Hormis l'impôt personnel minimum qui, lui, n'est pas
reconnu à la ville, les entités territoriales
décentralisées ont une fiscalité propre assise sur des
ressources identiques...Les ressources reconnues à la province et aux
entités territoriales décentralisées ayant
été rappelées, il ne serait pas superflu de noter ici que
« les comptes des provinces et ceux des différentes
entités territoriales décentralisées sont soumis au
contrôle de l'Inspection Générale des Finances et de la
Cour des Comptes »40.
39 République Démocratique du Congo et
Organisation Internationale de la Francophonie, (2009), op.cit. PP 165- 168
40 Ibid, P. 114
Cela étant, plusieurs débats politiques ont eu
lieu au cours des 9 premiers mois de l'année 2007 au sujet des recettes
à caractère national et ont débouché sur des
arrangements qu'il conviendrait de signaler aussi dans ce travail. Il s'agit du
consensus dégagé par le Forum National sur la
Décentralisation qui, à l'initiative du Gouvernement et de la
Société Civile, a eu lieu du 3 au 5 octobre 2007 et a
réuni plus de 300 délégués représentant le
Gouvernement Central, l'Assemblée Nationale, le Sénat, les
Assemblées Provinciales, les Gouvernements Provinciaux, la
Société Civile, les chefs coutumiers et les partenaires au
développement.
En permettant l'approfondissement des analyses pour assurer le
transfert de 40% des recettes aux provinces et promouvoir un système
financier viable pour les entités territoriales
décentralisées, ledit forum a, de manière consensuelle,
arrêté ce qui suit :
1° Les recettes jugées attribuables et
localisables, c'est-à-dire les recettes réalisées dans
chaque province par la Direction Générale des Impôts (DGI)

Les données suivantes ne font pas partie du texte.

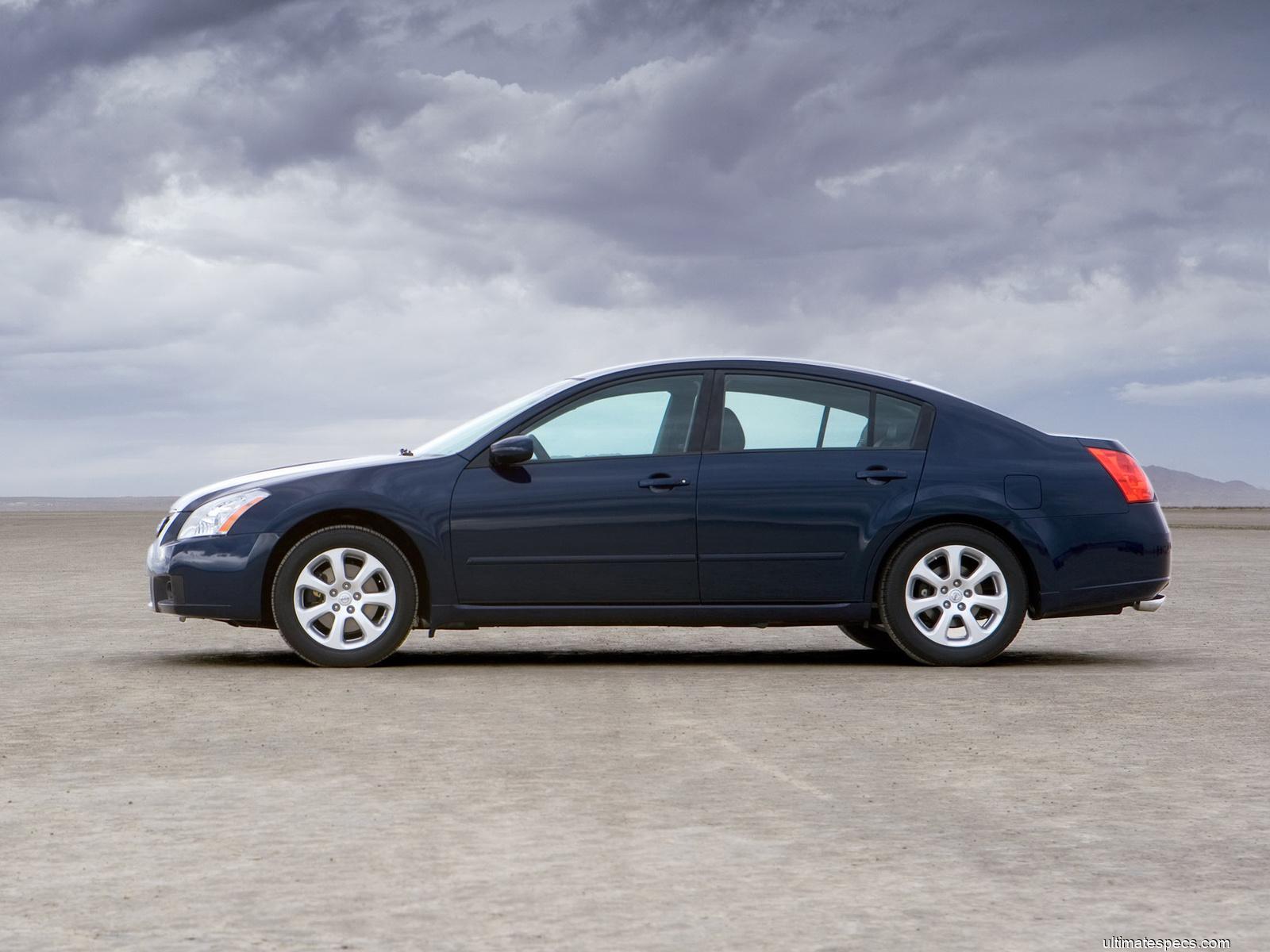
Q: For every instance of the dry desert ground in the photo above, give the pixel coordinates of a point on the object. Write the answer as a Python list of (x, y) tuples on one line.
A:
[(194, 786)]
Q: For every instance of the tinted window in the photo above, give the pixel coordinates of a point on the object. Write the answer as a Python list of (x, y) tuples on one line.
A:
[(895, 422), (641, 418), (794, 413), (791, 413)]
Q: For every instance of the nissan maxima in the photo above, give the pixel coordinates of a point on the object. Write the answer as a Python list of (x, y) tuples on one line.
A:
[(691, 493)]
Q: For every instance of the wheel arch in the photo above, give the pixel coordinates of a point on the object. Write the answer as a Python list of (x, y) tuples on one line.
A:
[(327, 518), (979, 522)]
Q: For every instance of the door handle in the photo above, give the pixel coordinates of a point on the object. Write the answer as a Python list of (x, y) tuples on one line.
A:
[(879, 475), (660, 482)]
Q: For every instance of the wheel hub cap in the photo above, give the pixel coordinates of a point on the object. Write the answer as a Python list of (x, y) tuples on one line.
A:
[(344, 598), (956, 616)]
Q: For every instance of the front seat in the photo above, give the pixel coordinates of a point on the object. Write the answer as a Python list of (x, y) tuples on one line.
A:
[(732, 437)]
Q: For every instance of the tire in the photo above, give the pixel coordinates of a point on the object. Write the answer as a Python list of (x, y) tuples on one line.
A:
[(870, 638), (351, 616), (959, 625)]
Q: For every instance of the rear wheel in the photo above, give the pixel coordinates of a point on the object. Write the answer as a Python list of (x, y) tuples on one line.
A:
[(344, 597), (869, 636), (952, 596)]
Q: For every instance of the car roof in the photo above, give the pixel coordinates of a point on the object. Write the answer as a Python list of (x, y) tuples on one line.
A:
[(772, 363)]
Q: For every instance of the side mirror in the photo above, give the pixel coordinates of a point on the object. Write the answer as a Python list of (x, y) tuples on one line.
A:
[(511, 451)]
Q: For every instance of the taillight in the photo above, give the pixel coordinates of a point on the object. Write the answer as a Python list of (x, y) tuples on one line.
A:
[(1127, 474)]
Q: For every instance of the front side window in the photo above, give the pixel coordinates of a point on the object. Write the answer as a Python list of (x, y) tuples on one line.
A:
[(795, 413), (641, 418)]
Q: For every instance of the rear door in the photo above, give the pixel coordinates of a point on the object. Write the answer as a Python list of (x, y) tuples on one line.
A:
[(799, 476)]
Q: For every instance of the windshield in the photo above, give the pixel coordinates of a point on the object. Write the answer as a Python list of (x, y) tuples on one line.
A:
[(468, 433)]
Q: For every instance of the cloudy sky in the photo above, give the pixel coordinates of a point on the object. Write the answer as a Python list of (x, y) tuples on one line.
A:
[(245, 232)]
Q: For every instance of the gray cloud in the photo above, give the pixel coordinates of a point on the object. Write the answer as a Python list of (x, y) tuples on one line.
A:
[(229, 232)]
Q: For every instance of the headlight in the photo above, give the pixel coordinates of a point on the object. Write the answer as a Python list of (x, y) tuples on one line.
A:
[(219, 516)]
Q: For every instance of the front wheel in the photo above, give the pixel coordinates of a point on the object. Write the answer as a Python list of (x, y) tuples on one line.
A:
[(344, 597), (952, 596)]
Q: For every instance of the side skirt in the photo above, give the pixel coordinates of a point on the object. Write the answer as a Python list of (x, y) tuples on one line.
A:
[(679, 616)]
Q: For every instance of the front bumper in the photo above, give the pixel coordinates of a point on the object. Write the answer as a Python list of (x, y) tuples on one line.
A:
[(211, 577)]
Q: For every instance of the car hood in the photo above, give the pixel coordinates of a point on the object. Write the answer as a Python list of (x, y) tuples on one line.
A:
[(267, 478)]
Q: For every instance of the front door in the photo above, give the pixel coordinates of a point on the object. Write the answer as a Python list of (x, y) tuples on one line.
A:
[(787, 503), (605, 513)]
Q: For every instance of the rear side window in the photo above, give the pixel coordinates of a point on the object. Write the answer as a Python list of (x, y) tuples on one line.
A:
[(895, 423), (795, 413)]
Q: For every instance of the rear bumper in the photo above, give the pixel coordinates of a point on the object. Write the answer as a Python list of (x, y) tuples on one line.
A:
[(211, 577), (1103, 564)]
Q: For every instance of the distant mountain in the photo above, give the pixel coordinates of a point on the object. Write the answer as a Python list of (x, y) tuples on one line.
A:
[(1178, 488)]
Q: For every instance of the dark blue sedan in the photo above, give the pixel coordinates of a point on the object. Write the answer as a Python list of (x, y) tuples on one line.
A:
[(727, 492)]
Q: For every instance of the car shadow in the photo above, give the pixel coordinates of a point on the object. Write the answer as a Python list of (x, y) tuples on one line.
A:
[(846, 657)]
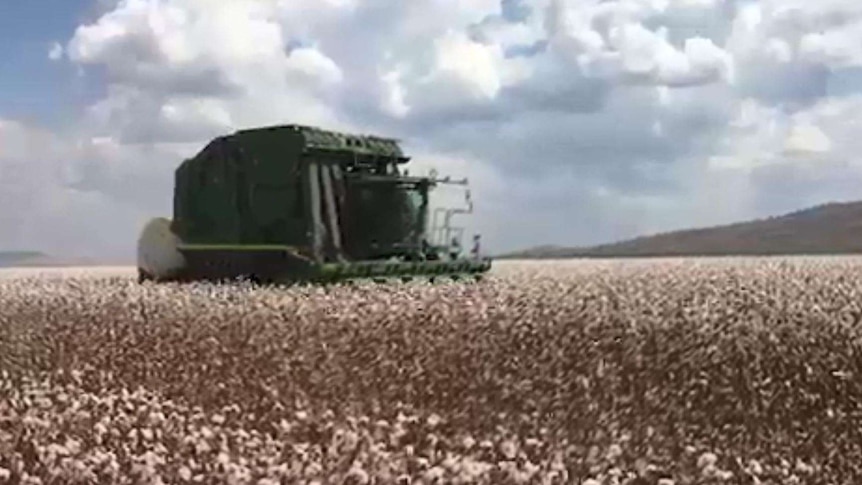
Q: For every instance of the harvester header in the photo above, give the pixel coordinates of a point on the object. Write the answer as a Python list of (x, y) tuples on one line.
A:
[(296, 203)]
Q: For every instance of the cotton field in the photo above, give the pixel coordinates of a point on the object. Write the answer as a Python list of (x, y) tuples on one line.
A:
[(676, 371)]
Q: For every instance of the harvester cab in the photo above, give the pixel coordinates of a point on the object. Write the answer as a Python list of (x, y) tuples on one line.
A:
[(300, 204)]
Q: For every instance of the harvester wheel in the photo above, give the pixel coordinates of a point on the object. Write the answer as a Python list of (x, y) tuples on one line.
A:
[(159, 257)]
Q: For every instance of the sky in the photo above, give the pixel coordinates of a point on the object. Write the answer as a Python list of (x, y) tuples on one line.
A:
[(577, 122)]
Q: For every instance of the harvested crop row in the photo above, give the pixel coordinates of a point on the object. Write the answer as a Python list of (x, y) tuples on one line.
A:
[(700, 370)]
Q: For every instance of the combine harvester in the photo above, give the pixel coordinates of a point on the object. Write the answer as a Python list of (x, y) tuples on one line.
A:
[(298, 204)]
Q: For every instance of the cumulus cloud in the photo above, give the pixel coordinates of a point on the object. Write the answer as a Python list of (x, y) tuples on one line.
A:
[(577, 121)]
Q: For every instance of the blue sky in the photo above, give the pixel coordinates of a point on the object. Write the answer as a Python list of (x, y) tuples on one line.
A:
[(577, 121), (32, 87)]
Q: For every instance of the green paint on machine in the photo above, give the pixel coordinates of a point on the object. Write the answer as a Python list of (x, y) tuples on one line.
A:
[(299, 203)]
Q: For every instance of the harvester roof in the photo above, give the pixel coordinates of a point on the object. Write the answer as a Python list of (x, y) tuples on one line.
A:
[(327, 140)]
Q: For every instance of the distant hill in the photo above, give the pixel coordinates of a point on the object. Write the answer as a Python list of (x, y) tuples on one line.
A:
[(14, 258), (834, 228)]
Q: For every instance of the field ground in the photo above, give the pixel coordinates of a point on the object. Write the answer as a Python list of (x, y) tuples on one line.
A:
[(729, 370)]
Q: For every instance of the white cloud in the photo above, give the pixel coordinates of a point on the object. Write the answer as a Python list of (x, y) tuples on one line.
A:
[(648, 113)]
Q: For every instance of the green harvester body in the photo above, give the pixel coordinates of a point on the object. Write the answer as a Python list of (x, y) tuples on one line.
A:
[(294, 203)]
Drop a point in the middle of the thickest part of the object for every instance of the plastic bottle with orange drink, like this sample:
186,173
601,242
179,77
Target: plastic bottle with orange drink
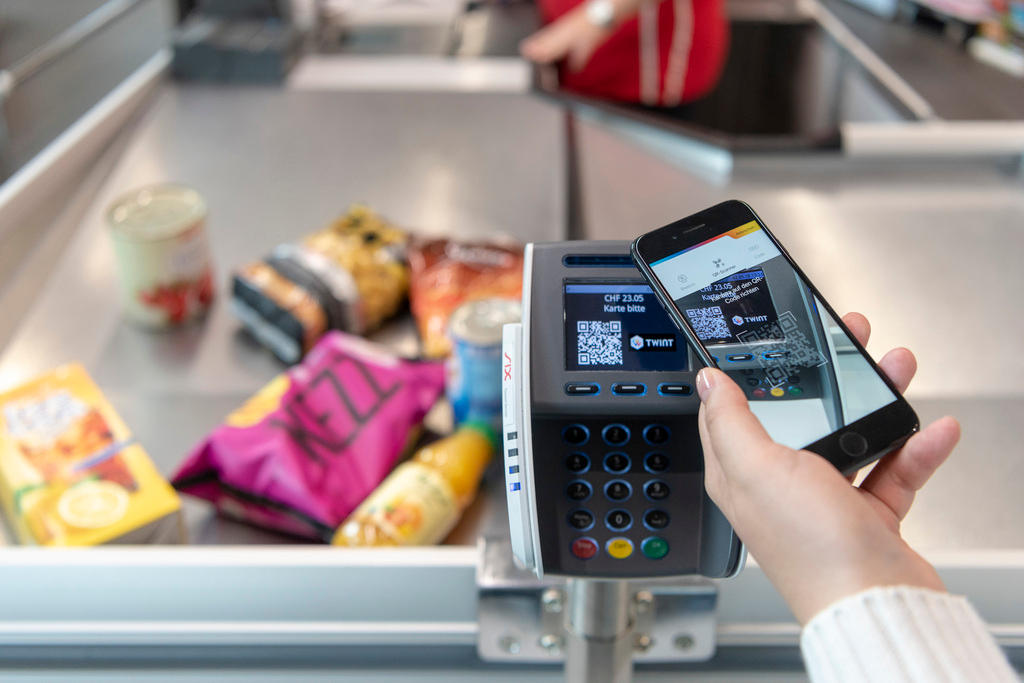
421,501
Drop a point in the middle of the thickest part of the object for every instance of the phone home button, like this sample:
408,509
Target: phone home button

et la Direction Générale des Recettes Administratives, Domaniales
et de Participation (DGRAD) seront, après déduction de la
rétrocession au personnel de 5% pour la DGI et 10% pour la DGRAD,
automatiquement retenues à la source ;
2° Les recettes non identifiables et pas localisables,
c'est-à-dire les recettes réalisées par l'Office des
Douanes et Accises (OFIDA) et la Direction des Grandes Entreprises (DGE) de la
Direction Générale des Impôts, seront, quant à
elles, réparties entre les provinces en fonction du poids
démographique ;
3° Les recettes pétrolières, en ce qui les
concerne, ne seront pas rétrocédées, mais serviront, sur
l'insistance du Fonds Monétaire International (FMI) à
l'allègement de la dette extérieure, au moins jusqu'à
l'atteinte du point d'achèvement des mécanismes de l'initiative
PPTE41.
Le consensus ainsi dégagé s'intègre
désormais à l'ensemble des textes de base instituant les
règles de conduite à suivre et à respecter pour la mise en
oeuvre et la réussite de la décentralisation financière en
RDC.
Cette régulation bienveillante sous-entend des objectifs
à atteindre et des implications d'action pour les différents
intervenants.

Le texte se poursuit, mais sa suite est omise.